Limitou-se a observá-la. Aos poucos, ela reagiu. Abriu os olhos, debilmente.

— Creio que eu tenha me excedido! – Ele disse. Ia se desculpar.

— De modo algum! Foi uma luta justa! – Ela atalhou.

— Sim! Eu a venci!

— Hum... será?

— O que está sugerindo?

— Se não me engano, Há um arranhão no seu braço provocado pelo meu cetro. Não sentes nada diferente?!

— Sim! Efeitos da luta, não?

— Na verdade, um agente nocivo à sua espécie. A arma em si foi forjada para imobilizar ou matá-los.

— Então, tu venceste!

— Não! És mais forte do que imaginei. A dosagem não foi o suficiente para derrubá-lo, mas o deixará atordoado por algumas horas.

— Pois bem! Vou cuidar em um banho enquanto ainda tenho domínio sobre minhas próprias pernas. – Falou-lhe com um estreito sorriso.

Assim que ele entrou no lavabo, ela se apressou em saltar da cama e sair do quarto. Ficar sozinha com ele a deixava tensa como uma rocha. E não era para menos. Esteve recolhida em seus aposentos por algum tempo. Um banho nas águas geladas do lago a deixara mais relaxada e diminuíra a sensação dolorida causada pela luta.

Andava de um lado para o outro como se travasse uma batalha consigo mesma. Subitamente, parou. Resolveu ir se certificar de que o soberano estava bem. Surpreendeu-se ao encontrá-lo acordado.

— Tens uma força impressionante! Eu não entendo, mesmo tendo sido só um arranhão, devias estar desacordado agora.

— As náuseas são terríveis, mas a dor é reconfortante. – Disse sarcástico.

Andou aos tropeços pelo quarto até alcançar a cama. Deitou-se. A dor que percorreu seu corpo o fez encará-la. Havia se dado conta de que o cetro não era a arma dos deuses; era ela. Estranhamente, isso o confortou.

— Sinto-o! – Disse ela se aproximando.

— Não sinta! Isto não é nada diante da dor que lhe causei!

Ela gelou da ponta do pé ao último fio de cabelo da cabeça. Não esperava que ele tocasse no assunto. Não queria que ele tocasse.
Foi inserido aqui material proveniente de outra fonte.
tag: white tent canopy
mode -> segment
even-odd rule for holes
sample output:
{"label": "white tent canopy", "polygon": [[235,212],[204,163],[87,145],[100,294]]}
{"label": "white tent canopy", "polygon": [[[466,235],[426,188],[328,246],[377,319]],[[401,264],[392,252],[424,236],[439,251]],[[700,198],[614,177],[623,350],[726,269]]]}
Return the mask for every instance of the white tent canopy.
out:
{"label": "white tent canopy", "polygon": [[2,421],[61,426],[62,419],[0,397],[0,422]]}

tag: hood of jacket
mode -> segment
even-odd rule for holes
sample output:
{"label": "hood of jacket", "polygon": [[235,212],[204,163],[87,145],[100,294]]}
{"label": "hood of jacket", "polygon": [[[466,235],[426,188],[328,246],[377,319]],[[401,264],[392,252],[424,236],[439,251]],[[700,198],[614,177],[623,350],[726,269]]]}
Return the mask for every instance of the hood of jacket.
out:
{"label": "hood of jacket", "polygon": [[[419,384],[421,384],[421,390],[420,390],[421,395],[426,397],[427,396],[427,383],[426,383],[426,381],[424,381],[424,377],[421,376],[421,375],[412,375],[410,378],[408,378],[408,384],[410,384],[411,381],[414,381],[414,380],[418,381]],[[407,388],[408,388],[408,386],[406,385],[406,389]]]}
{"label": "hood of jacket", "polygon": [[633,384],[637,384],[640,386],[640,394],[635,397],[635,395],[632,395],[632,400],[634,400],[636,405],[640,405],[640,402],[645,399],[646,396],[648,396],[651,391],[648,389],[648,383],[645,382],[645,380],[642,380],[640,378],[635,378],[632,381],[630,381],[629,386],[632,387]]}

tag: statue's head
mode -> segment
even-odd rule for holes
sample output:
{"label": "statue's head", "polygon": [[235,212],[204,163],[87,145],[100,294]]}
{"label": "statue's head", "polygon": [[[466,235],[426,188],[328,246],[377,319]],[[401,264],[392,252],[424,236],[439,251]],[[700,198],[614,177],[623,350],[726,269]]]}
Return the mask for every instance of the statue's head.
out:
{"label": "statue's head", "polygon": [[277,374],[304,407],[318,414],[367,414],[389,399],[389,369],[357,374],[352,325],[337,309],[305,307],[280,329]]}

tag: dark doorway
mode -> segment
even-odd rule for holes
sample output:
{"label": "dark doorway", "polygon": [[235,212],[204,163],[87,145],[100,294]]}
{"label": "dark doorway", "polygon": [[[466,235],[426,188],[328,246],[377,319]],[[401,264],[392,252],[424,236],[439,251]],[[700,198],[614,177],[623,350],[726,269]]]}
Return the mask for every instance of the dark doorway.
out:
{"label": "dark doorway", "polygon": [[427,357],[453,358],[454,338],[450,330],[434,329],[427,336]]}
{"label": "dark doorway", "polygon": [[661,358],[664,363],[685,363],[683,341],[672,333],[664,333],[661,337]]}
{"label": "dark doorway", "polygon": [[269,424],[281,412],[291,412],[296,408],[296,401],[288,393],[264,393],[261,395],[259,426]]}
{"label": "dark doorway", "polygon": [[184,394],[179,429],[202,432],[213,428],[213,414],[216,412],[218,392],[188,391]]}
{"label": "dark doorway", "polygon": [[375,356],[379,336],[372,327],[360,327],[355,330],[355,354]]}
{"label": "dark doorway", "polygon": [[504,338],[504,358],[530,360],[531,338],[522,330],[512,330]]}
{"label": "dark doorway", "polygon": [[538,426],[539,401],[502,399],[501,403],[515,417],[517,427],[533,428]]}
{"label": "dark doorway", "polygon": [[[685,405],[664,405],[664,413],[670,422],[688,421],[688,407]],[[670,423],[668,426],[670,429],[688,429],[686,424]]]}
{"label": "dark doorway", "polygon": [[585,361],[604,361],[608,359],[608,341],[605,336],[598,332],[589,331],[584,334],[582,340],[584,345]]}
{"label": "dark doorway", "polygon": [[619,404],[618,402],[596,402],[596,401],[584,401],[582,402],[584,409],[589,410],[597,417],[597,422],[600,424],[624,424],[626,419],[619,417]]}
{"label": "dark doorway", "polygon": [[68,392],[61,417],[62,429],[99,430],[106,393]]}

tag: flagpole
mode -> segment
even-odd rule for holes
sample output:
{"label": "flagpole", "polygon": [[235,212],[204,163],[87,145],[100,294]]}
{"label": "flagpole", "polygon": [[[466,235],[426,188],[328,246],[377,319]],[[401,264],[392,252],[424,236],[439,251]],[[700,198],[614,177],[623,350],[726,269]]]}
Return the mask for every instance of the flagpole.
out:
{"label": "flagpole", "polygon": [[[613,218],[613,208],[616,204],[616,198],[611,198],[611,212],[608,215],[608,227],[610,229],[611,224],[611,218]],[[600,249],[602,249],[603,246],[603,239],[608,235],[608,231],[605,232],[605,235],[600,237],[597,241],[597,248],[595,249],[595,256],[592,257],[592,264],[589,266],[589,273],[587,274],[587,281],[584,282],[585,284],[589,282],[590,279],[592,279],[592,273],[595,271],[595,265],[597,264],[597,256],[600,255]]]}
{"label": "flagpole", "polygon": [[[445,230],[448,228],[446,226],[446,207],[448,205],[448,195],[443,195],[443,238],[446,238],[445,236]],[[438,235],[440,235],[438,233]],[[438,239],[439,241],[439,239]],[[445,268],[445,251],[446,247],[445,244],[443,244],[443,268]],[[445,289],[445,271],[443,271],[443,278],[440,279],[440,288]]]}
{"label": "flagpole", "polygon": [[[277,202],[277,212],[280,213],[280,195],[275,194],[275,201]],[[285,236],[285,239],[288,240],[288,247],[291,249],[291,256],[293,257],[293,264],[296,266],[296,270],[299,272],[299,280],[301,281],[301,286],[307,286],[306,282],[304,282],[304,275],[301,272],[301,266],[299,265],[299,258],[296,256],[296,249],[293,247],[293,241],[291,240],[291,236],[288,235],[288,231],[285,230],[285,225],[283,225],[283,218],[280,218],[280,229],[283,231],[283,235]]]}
Aragon percebeu seu desconforto e mudou o tom da conversa.

— Sente-se comigo! – Pediu empilhando alguns travesseiros para ela — Não tenha medo, não estou em condições de oferecer riscos à sua integridade. – Disse, vendo-a hesitante.

— Não tenho medo! – Garantiu como se precisasse falar isso em voz alta para ela mesma se convencer.

Subiu na cama. Recostou-se aos travesseiros, pernas sobrepostas e mãos entrelaçadas sobre o ventre. Procurou manter o máximo de distância dele que podia.

— Fale-me alguma coisa! – Ele pediu.

— O que quer saber?!

— Não sei, apenas fale! Sua voz me acalma!

— Que tal sobre o tempo que passei na terra?! – Sugeriu.

— Perfeito! – Falou aninhando-se nos travesseiros.